Jako żywo w pamięci wielu z nas tkwią słowa naszego „ulubionego” ministra, który głosił, że nie mamy wcale jakiś wielkich praw do biegania, a jedynie krótkie wyjście na spacer czy z psem i do domu. Tak jakby minister zdrowia nie zdawał sobie spawy z fakt, że aktywność fizyczna jest jednym z najważniejszych czynników budujących czy poprawiających naszą odporność fizyczną. Jak podaje strona „trening biegacza” Sport wspiera nasz układ odpornościowy dzięki czemu jesteśmy silniejsi w walce z wirusami, choć czy również z koronawirusem SARS-CoV-2, chyba na tym etapie jego poznania jeszcze trudno stwierdzić.

Jak widać pewna forma poprawności politycznej i obawa przed stawianiem zbyt rewolucyjnych i nie idących zgodnie z obowiązującą linią polityczną twierdzeń tutaj także obowiązuje. Nie jest wszak żadną tajemnicą, że najważniejszy w walce ze wszystkimi rodzajami wirusów, w tym także koronawirusem, jest nasz własny układ odpornościowy. Cytując informacje z tygodnika Wprost: Prof. Jerzy Duszyński, prezes Polskiej Akademii Nauk, opublikował w marcu na swoim profilu w mediach społecznościowych wiele praktycznych informacji i zaleceń dotyczących różnych aspektów i sposobów ochrony przed nowym koronawirusem, podkreślając, że układ odpornościowy człowieka jest przygotowany na rozwój skutecznej odpowiedzi przeciw temu patogenowi.
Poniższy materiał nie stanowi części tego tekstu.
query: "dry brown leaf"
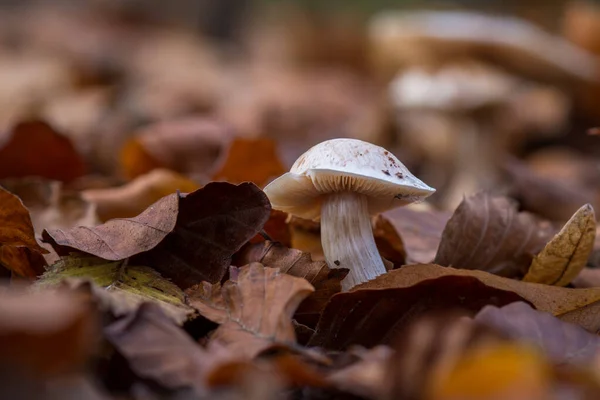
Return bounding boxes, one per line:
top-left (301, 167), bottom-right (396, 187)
top-left (187, 263), bottom-right (314, 358)
top-left (42, 193), bottom-right (179, 261)
top-left (376, 310), bottom-right (508, 400)
top-left (356, 264), bottom-right (600, 332)
top-left (434, 193), bottom-right (549, 277)
top-left (236, 241), bottom-right (348, 327)
top-left (0, 121), bottom-right (86, 182)
top-left (425, 343), bottom-right (553, 400)
top-left (0, 187), bottom-right (48, 278)
top-left (475, 302), bottom-right (600, 364)
top-left (375, 207), bottom-right (451, 264)
top-left (43, 182), bottom-right (271, 289)
top-left (104, 303), bottom-right (237, 394)
top-left (504, 159), bottom-right (596, 221)
top-left (213, 138), bottom-right (287, 187)
top-left (0, 287), bottom-right (98, 374)
top-left (571, 268), bottom-right (600, 288)
top-left (250, 209), bottom-right (292, 247)
top-left (523, 204), bottom-right (596, 286)
top-left (121, 117), bottom-right (232, 179)
top-left (309, 274), bottom-right (523, 350)
top-left (327, 346), bottom-right (393, 398)
top-left (81, 169), bottom-right (200, 221)
top-left (0, 178), bottom-right (98, 235)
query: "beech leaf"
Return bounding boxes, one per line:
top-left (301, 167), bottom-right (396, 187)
top-left (187, 263), bottom-right (314, 358)
top-left (309, 276), bottom-right (523, 350)
top-left (36, 255), bottom-right (194, 323)
top-left (374, 207), bottom-right (451, 264)
top-left (44, 182), bottom-right (271, 289)
top-left (434, 193), bottom-right (549, 277)
top-left (236, 241), bottom-right (348, 327)
top-left (475, 302), bottom-right (600, 363)
top-left (352, 264), bottom-right (600, 332)
top-left (0, 187), bottom-right (48, 278)
top-left (104, 303), bottom-right (230, 394)
top-left (523, 204), bottom-right (596, 286)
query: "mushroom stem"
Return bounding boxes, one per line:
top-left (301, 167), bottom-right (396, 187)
top-left (321, 192), bottom-right (386, 291)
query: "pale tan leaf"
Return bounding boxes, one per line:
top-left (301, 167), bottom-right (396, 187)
top-left (523, 204), bottom-right (596, 286)
top-left (187, 263), bottom-right (314, 358)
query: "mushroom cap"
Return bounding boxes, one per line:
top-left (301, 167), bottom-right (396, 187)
top-left (264, 139), bottom-right (435, 219)
top-left (390, 61), bottom-right (520, 112)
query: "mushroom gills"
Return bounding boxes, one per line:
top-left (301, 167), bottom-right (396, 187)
top-left (321, 192), bottom-right (386, 291)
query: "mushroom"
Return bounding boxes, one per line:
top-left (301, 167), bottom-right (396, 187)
top-left (389, 60), bottom-right (569, 209)
top-left (264, 139), bottom-right (435, 291)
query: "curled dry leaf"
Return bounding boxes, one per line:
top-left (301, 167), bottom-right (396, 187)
top-left (187, 263), bottom-right (314, 358)
top-left (42, 194), bottom-right (179, 261)
top-left (43, 182), bottom-right (271, 289)
top-left (523, 204), bottom-right (596, 286)
top-left (504, 159), bottom-right (596, 221)
top-left (236, 241), bottom-right (348, 327)
top-left (434, 193), bottom-right (549, 277)
top-left (81, 169), bottom-right (200, 221)
top-left (425, 343), bottom-right (554, 400)
top-left (309, 276), bottom-right (522, 350)
top-left (327, 346), bottom-right (393, 398)
top-left (0, 177), bottom-right (98, 234)
top-left (104, 303), bottom-right (233, 394)
top-left (384, 311), bottom-right (508, 399)
top-left (36, 255), bottom-right (194, 323)
top-left (121, 117), bottom-right (233, 179)
top-left (475, 302), bottom-right (600, 363)
top-left (356, 264), bottom-right (600, 332)
top-left (374, 207), bottom-right (450, 264)
top-left (0, 187), bottom-right (48, 278)
top-left (213, 138), bottom-right (287, 187)
top-left (0, 121), bottom-right (86, 182)
top-left (0, 287), bottom-right (98, 374)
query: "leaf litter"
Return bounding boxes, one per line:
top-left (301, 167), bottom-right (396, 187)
top-left (0, 1), bottom-right (600, 400)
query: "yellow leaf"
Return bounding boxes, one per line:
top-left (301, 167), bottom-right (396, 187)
top-left (428, 343), bottom-right (550, 400)
top-left (523, 204), bottom-right (596, 286)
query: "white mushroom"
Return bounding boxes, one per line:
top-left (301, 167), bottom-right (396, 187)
top-left (264, 139), bottom-right (435, 291)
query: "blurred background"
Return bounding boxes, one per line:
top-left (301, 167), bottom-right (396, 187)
top-left (0, 0), bottom-right (600, 221)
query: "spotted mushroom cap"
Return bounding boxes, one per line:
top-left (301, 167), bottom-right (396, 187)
top-left (264, 139), bottom-right (435, 219)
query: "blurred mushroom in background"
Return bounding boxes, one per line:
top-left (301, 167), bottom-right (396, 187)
top-left (389, 60), bottom-right (569, 209)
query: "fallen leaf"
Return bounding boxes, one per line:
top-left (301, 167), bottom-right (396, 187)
top-left (374, 207), bottom-right (451, 264)
top-left (187, 263), bottom-right (314, 358)
top-left (42, 193), bottom-right (180, 261)
top-left (327, 346), bottom-right (393, 398)
top-left (43, 182), bottom-right (270, 289)
top-left (571, 268), bottom-right (600, 288)
top-left (354, 264), bottom-right (600, 332)
top-left (434, 193), bottom-right (549, 277)
top-left (523, 204), bottom-right (596, 286)
top-left (309, 276), bottom-right (523, 350)
top-left (213, 138), bottom-right (287, 187)
top-left (0, 287), bottom-right (98, 375)
top-left (382, 310), bottom-right (508, 399)
top-left (236, 241), bottom-right (348, 327)
top-left (104, 303), bottom-right (233, 395)
top-left (250, 209), bottom-right (292, 247)
top-left (121, 117), bottom-right (233, 179)
top-left (504, 159), bottom-right (596, 221)
top-left (475, 302), bottom-right (600, 363)
top-left (36, 255), bottom-right (194, 324)
top-left (0, 121), bottom-right (86, 182)
top-left (133, 182), bottom-right (271, 289)
top-left (425, 343), bottom-right (552, 400)
top-left (0, 187), bottom-right (48, 278)
top-left (81, 169), bottom-right (200, 221)
top-left (0, 177), bottom-right (98, 234)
„Układ odpornościowy porównać można do wojska. Śledziona, grasica, szpik kostny, duże fragmenty jelit to koszary, w których przebywają żołnierze – białe krwinki, które są gotowe do podjęcia walki z przeciwnikiem (mikrobami). Zazwyczaj w krwiobiegu krąży około 10 proc. wszystkich białych krwinek, reszta jest skoszarowana – tłumaczy obrazowo prof. Jerzy Duszyński….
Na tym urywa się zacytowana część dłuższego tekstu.